Not exactly sure why this is a best seller... eh. The entire time I read the book, I was just wanting to get to the end. A little too dark and slow moving for me. I hear the movie is a LOT better. Let's hope so. 
Next, I'm taking Courtney's advice, tomorrow I am picking up the book, The Help

Sunday, August 7, 2011

Hunger Games

Anyone read these books? They are very popular and I highly recommend them. Easy to read and understand, very entertaining, and they have an extra flair in there for some political and social commentary. No wonder every junior high/ elementary school is having student read these. Remember Gary Paulsen's Hatchet? I think these are better than that. They are currently working on the film that looks like it will be out this spring. I'm so excited! 

I almost want to re-read them, but so soon? That could be over kill. 
Yesterday on my lunch I picked up a library card and a new book to read, Lovely Bones. Only three chapters in and the book has be on the edge of my seat. I might watch the movie too, but I didn't hear the greatest reviews. Same with Time Travelers Wife. I really loved that book, but haven't brought myself to actually rent the movie. Maybe I'll have time this week to watch those movies since Isaac is gone (he would never want to sit and watch those, although he would just to make me happy). 

Any other suggestions for good books people have read lately?

Miracle Drug

I don't have the chance to see the specialist until the 25th of this month, in the mean time, I've been in so much pain it just sucks. The thought of me even being in this much pain in my life (other than when pregnant) never crossed my mind. It's all I can do to drag myself out of bed in the morning, stand on my feet all day at work, then feel like death is knocking on my door by the time I'm off work again. 
For a while, when I got home, I would sit and read the "Hunger Games" trilogy because it took my mind off the pain. Now I am finished with those AWESOME books, and the pain reminder is just there. Isaac is such a trouper. I've not been these most ideal newly-wed wife, but he still loves me so much. The pain causes me to have mood swings, just because I am so uncomfortable I become angry at everything and everyone.

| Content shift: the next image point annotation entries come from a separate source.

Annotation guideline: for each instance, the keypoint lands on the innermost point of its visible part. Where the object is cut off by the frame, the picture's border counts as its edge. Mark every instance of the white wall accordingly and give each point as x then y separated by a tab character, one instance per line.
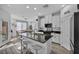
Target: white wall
13	19
6	17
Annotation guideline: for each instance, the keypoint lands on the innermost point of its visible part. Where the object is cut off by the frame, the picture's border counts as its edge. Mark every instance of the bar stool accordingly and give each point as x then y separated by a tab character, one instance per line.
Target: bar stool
36	48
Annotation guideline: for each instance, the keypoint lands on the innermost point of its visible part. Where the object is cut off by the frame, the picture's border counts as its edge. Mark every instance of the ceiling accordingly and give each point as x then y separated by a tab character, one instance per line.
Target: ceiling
32	10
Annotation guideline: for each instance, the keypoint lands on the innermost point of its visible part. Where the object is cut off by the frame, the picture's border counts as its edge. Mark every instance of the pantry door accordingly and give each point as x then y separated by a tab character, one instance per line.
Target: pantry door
0	31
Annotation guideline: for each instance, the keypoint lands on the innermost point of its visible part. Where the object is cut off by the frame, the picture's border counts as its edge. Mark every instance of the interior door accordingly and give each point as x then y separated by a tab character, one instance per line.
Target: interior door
0	31
76	33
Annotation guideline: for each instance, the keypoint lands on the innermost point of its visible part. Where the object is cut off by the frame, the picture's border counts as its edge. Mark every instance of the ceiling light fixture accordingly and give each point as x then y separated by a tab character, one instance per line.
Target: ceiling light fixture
8	5
27	7
35	8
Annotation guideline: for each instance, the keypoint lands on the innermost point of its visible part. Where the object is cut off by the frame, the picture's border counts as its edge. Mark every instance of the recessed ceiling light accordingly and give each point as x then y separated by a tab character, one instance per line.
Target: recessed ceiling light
35	8
27	7
63	5
8	5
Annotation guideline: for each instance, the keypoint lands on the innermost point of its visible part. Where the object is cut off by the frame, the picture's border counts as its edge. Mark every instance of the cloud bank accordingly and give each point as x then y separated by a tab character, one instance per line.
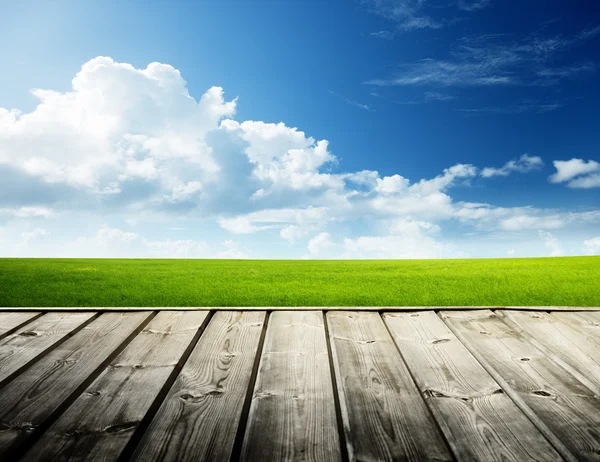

I don't like that person. 
Earlier this week I called up the doctor's office and begged for something else. The anti inflammatory drug wasn't doing anything to help whatever my condition is. The next day I had a prescription of prednisone waiting for me. A miracle drug! Almost instantly the pain was gone. In fact, I didn't want to go to bed because I felt so darn great! Too bad he only gave me a week's supply. I assume it's because he want's my symptoms to be there when I see the specialist so he can properly diagnose me. I know prednisone can have some nasty side effects (including mood swings), so I hope there is something else that can make me feel this great. As an example, Friday night Isaac and I went swimming, and I swam a full 1000 meters! I haven't felt this good in soooo long! 
While I'm feeling so good this week, I am determined to get things done. Like cleaning the apartment, finishing wedding thank you notes, and most importantly, exercise!!